Volunteer sexual assault survivor advocates are vital to the provision of services by rape crisis centers. Volunteer advocates are exposed to trauma by witnessing the emotional and psychological impact of sexual assault on survivors. Trauma exposure places providers at risk for experiencing negative outcomes, such as vicarious trauma or secondary traumatic stress. Additionally, advocates who are survivors of sexual assault may be at higher risk for these negative outcomes. However, trauma exposure can also be a source of positive outcomes, such as posttraumatic growth. Focusing on advocate strengths, such as coping and self-care strategies that help advocates overcome distress during advocacy and their ability to navigate relational resources, whether at their organization or within their personal life, is important to preventing negative outcomes, promoting positive outcomes, and retaining volunteers in rape crisis centers long-term. Because some advocates may be survivors of sexual assault, understanding if and how experiences of advocates who are survivors compare to those who are not may further illuminate coping processes of advocates.

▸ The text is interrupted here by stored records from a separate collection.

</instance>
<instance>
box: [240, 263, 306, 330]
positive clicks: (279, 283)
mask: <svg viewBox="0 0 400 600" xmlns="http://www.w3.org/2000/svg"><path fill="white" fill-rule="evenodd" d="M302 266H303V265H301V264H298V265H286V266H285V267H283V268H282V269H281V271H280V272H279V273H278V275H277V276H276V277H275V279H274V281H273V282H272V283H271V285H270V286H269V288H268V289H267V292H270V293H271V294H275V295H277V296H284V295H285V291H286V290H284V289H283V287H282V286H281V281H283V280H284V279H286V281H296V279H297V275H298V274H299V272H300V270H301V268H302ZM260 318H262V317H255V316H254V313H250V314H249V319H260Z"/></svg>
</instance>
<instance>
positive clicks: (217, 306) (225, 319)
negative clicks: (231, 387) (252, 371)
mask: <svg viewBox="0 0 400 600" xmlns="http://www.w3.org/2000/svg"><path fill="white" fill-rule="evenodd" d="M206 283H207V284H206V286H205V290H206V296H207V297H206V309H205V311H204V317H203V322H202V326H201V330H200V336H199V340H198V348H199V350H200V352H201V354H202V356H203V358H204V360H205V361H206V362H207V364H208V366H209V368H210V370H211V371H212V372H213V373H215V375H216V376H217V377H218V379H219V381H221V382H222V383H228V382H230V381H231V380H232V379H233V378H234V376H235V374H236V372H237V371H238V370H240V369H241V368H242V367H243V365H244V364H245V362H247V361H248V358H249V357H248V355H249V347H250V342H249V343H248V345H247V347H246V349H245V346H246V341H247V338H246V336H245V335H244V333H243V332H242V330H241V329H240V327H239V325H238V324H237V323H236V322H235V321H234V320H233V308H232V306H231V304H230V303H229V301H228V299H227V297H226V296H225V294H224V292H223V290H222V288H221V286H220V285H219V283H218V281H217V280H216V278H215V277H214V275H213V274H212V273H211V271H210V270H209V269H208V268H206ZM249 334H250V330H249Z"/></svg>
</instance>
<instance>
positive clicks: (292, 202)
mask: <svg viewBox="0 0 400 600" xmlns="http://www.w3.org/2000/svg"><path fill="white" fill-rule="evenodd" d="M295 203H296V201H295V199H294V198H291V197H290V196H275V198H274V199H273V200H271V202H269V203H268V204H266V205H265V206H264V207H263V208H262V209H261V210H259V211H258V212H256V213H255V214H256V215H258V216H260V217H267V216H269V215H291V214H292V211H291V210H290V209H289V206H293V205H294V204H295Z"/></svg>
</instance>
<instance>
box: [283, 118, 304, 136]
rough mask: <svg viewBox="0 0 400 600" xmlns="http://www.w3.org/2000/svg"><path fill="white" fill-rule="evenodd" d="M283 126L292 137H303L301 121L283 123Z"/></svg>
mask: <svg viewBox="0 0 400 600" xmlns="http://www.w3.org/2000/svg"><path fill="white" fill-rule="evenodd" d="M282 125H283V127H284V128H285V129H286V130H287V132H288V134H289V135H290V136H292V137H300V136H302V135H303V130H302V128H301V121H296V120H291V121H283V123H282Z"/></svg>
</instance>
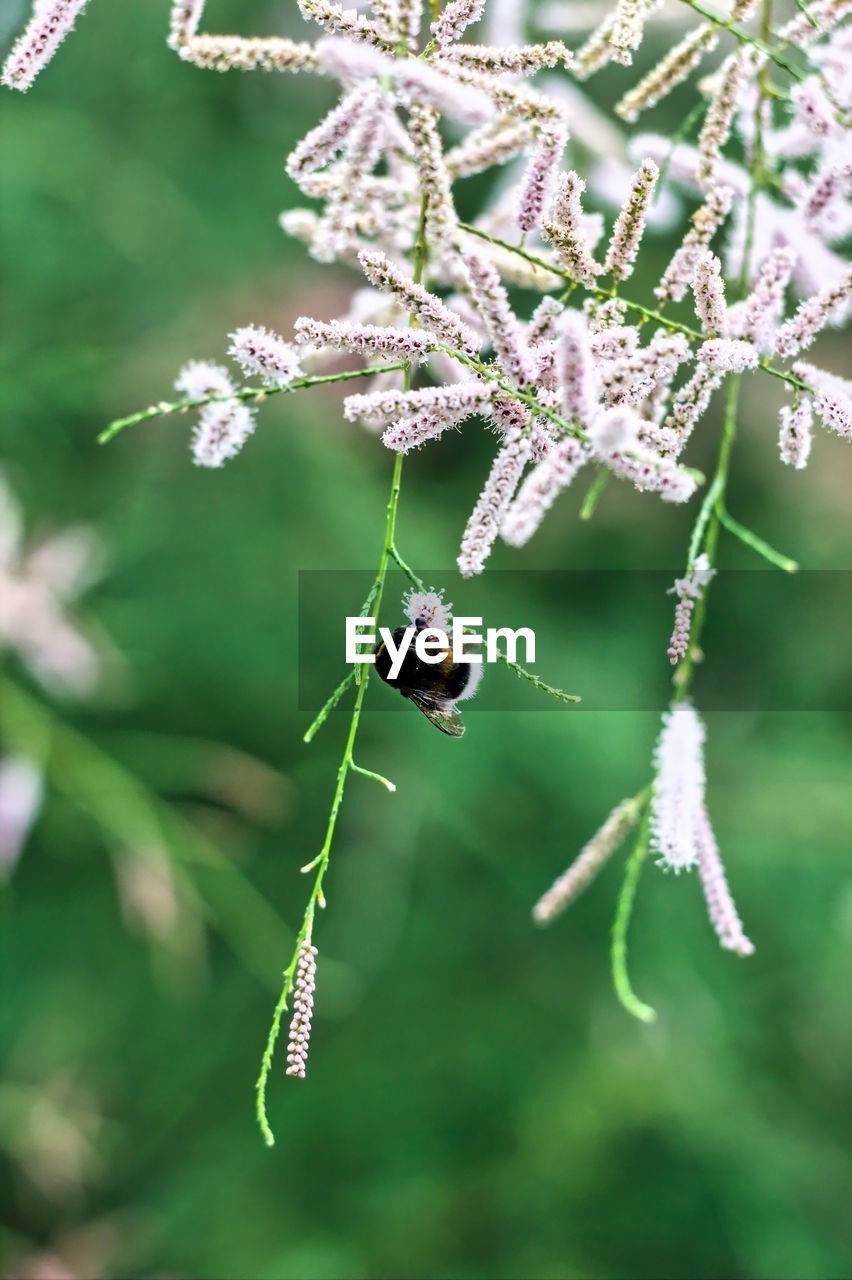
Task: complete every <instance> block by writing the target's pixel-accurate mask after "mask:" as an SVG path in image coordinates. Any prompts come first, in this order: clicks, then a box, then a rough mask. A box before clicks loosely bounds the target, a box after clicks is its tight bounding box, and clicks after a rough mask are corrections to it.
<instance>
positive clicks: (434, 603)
mask: <svg viewBox="0 0 852 1280" xmlns="http://www.w3.org/2000/svg"><path fill="white" fill-rule="evenodd" d="M403 613H404V614H406V617H407V618H408V621H409V622H411V625H412V626H417V625H420V626H425V627H438V628H439V630H440V631H446V630H448V628H449V625H450V622H452V621H453V605H452V603H448V602H446V600H444V588H441V589H440V591H435V590H434V589H430V590H429V591H413V590H412V591H407V593H406V594H404V595H403Z"/></svg>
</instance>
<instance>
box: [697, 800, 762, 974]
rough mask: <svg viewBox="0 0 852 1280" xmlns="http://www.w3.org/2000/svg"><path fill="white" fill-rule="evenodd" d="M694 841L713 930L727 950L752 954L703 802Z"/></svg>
mask: <svg viewBox="0 0 852 1280" xmlns="http://www.w3.org/2000/svg"><path fill="white" fill-rule="evenodd" d="M696 842H697V850H698V859H697V860H698V876H700V877H701V887H702V890H704V897H705V901H706V904H707V914H709V916H710V923H711V924H713V927H714V929H715V931H716V936H718V938H719V942H720V943H722V946H723V947H724V948H725V950H727V951H736V954H737V955H739V956H750V955H752V954H753V950H755V947H753V943H751V942H750V941H748V938H747V937H746V934H745V931H743V927H742V922H741V919H739V915H738V913H737V908H736V906H734V900H733V897H732V895H730V888H729V887H728V879H727V877H725V869H724V867H723V865H722V858H720V856H719V846H718V844H716V837H715V836H714V833H713V827H711V826H710V817H709V814H707V810H706V806H705V804H704V803H701V805H700V806H698V813H697V820H696Z"/></svg>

The current study sought to explore experiences of advocates through qualitative interviewing with eighteen advocates, eleven of whom identified as survivors of sexual assault. Participants were recruited from three rape crisis centers in a Midwestern region. Transcribed interviews were analyzed using thematic analysis under a constructivist paradigm and themes were identified inductively. Themes were identified relevant to (a) individual coping strategies: debriefing with family or friends, distraction, non-verval emotional expression, focusing on positives, information gathering and problem-solving, mindfulness, preparing, relaxation, self-evaluation, setting limits, compartmentalizing, and lack of coping; (b) organization support of volunteers: building an advocacy community, debriefing with members of the organizations, support around calls, and encouraging self-care; and (c) barriers and limitations to coping: barriers that are advocate specific, need for formal support services, limited options for social support, and role specific barriers. Differences between advocates who survived sexual assault and advocates who did not experience sexual assault were found primarily in the functions of coping strategies, such as selecting strategies to cope with triggers during calls, and unique organizational support needs for survivors. Findings may inform coping strategies and organizational support.